• Kyodo


Fukui Gov. Issei Nishikawa on Monday gave the go-ahead for Kansai Electric Power Co. to restart two reactors at its Oi power plant.

With Fukui also hosting Kansai Electric’s Takahama plant, where two reactors have already resumed operation, restarting the units at the Oi complex would make the prefecture the first since the 2011 Fukushima crisis to have two active nuclear power plants.

Nishikawa conveyed the decision to Minister of Economy, Trade and Industry Hiroshige Seko by telephone Monday.

The Osaka-based utility hopes to bring the Oi plant’s No. 3 reactor back online in mid-January and the No. 4 reactor in mid-March.

The two reactors resumed operation in July 2012 under tentative nuclear safety standards set by the Democratic Party of Japan government while all other reactors in the country remained idle for inspections following the disaster at the Fukushima No. 1 complex.

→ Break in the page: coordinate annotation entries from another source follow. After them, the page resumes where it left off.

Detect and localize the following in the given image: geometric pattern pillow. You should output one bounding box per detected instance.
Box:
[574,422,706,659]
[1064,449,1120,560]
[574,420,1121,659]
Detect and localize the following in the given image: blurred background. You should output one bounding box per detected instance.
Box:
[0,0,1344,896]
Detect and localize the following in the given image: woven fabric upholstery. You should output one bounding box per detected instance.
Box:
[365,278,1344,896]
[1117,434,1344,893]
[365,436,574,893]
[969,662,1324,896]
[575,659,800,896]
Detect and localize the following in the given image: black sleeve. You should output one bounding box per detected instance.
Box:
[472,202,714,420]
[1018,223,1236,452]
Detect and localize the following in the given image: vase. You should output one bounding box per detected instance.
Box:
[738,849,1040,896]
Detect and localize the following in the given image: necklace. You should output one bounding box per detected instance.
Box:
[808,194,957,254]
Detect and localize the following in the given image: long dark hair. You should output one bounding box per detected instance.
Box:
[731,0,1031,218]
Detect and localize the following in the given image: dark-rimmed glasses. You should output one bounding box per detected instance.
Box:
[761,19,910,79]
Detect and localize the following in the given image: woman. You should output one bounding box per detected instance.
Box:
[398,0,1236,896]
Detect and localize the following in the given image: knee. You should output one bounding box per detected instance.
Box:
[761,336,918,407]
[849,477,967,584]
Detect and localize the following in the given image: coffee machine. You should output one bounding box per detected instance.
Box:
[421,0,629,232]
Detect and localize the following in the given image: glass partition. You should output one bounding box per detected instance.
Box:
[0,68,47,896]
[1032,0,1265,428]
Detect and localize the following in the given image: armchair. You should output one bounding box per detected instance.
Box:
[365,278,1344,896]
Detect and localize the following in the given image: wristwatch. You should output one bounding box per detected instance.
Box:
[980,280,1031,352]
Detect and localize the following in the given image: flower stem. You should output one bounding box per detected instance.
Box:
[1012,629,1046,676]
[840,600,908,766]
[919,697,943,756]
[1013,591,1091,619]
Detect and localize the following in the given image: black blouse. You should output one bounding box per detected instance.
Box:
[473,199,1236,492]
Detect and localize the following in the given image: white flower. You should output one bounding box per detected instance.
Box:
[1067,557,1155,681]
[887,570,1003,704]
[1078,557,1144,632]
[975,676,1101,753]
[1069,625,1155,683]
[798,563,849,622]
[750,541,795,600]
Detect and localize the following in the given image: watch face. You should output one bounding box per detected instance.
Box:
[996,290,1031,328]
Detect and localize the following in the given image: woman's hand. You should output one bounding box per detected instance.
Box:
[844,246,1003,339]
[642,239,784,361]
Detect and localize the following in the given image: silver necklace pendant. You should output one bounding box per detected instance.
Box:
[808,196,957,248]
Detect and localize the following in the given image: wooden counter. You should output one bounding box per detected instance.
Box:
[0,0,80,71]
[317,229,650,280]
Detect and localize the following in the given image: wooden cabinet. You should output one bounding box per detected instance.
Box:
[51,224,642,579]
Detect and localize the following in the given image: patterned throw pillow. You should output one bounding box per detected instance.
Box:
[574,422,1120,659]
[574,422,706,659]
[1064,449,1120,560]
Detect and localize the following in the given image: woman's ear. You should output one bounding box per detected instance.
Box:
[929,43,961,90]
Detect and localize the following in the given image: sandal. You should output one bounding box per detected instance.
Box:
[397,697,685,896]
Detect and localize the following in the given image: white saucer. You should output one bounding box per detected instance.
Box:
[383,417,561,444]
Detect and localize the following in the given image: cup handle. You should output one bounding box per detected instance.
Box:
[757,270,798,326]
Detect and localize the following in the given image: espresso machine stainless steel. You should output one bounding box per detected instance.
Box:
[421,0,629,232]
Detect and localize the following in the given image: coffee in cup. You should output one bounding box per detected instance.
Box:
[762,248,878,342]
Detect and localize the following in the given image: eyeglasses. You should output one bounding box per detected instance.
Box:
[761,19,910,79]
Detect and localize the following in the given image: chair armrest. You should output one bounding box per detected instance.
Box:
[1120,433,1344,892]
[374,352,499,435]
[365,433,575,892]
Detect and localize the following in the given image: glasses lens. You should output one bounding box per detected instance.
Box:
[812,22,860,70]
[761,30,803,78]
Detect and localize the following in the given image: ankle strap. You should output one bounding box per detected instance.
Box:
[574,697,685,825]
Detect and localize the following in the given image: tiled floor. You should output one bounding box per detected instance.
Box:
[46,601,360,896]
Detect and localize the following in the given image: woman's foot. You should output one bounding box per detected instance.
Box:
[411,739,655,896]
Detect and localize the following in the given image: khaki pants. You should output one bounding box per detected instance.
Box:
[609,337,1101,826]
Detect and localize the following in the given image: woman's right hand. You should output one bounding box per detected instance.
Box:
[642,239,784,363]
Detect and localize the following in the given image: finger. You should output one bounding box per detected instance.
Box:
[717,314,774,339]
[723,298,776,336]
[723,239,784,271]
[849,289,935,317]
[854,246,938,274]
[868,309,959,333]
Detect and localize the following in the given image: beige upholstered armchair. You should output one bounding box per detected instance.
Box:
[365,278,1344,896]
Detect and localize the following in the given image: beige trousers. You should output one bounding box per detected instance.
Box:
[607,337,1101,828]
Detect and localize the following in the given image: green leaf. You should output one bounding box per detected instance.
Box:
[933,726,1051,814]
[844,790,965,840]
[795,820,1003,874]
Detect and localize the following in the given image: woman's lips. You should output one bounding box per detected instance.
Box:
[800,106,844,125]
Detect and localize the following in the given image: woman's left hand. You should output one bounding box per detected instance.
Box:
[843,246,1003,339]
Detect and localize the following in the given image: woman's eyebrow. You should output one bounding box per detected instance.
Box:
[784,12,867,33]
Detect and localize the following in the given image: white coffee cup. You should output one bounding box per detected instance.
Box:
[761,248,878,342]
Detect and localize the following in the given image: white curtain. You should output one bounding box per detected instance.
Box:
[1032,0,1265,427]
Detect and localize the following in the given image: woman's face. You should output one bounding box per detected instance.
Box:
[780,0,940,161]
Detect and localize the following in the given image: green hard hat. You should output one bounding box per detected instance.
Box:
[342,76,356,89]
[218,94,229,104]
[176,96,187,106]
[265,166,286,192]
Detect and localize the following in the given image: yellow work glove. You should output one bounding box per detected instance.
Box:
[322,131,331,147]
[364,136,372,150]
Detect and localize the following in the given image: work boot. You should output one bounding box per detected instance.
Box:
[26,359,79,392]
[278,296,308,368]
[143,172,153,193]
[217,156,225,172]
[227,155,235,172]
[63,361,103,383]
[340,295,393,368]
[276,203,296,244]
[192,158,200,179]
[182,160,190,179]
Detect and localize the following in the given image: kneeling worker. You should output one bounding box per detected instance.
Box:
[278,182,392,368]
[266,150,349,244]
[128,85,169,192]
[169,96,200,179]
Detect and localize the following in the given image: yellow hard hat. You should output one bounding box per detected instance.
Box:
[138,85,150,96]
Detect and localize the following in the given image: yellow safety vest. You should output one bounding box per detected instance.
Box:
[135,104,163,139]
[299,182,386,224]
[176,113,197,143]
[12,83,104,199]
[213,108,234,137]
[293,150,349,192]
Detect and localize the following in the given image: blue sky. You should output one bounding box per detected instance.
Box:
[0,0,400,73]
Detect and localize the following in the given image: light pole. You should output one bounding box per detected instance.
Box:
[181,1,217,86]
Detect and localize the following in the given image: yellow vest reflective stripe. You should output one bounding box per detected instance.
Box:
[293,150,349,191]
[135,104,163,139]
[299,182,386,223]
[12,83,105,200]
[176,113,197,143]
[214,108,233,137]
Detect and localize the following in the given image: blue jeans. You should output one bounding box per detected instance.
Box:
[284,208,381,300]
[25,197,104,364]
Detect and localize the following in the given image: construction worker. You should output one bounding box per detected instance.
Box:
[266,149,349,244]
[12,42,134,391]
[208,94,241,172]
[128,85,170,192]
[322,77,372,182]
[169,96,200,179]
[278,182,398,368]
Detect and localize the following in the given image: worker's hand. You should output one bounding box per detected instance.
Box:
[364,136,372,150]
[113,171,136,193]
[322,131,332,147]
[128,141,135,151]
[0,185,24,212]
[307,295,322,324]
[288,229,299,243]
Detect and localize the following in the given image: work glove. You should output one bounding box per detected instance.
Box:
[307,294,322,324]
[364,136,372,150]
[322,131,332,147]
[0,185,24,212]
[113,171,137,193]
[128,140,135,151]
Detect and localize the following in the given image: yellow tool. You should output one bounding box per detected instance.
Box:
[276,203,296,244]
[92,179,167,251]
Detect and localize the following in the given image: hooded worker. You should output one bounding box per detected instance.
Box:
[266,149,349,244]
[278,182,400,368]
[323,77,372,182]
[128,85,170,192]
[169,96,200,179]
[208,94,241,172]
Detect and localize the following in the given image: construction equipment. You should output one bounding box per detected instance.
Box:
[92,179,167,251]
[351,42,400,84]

The two reactors at the Oi complex, which sits on the Sea of Japan coast, were shut down in September 2013 for regular inspections and cleared the Nuclear Regulation Authority’s safety review based on post-Fukushima screening standards in May.

The governor’s approval came after Kansai Electric President Shigeki Iwane said Thursday the utility will decide by the end of 2018 where to set up a storage facility for spent nuclear fuel.

Nishikawa had been requesting the utility’s construction plan for the facility.

He told a news conference that his decision came after “comprehensively considering opinions of our town and prefectural assemblies as well as responses of the government and the plant operator to the idea of setting up an interim storage facility outside our prefecture.”

The central government has yet to pick a final disposal site for nuclear waste, including spent fuel.

Chief Cabinet Secretary Yoshihide Suga meanwhile said it is “extremely meaningful” that the restart plan has been approved by the host governor.

Suga, however, declined to clarify the government’s stance on the opposition voiced by Taizo Mikazuki, the governor of neighboring Shiga Prefecture.

About 20 anti-nuclear activists gathered in front of the Fukui Prefectural Government’s main building Monday to protest the decision.

Jiku Miyazaki, a 73-year-old temple master in Oi, expressed concern about whether residents can safely evacuate if a nuclear accident occurs.

“Under the current conditions, we won’t be able to evacuate,” Miyazaki said, citing troubles residents encounter when typhoons strike the region.”We want them to take measures in view of the possibility of the two nuclear plants having accidents at the same time.”

Some residents are counting on the economic benefits that an influx of plant workers could bring to shops and other businesses in the area.

A man in his 50s said: “Our life here depends on (the plant). As long as the governor judges it is safe, we need it to be restarted or we will be in trouble.”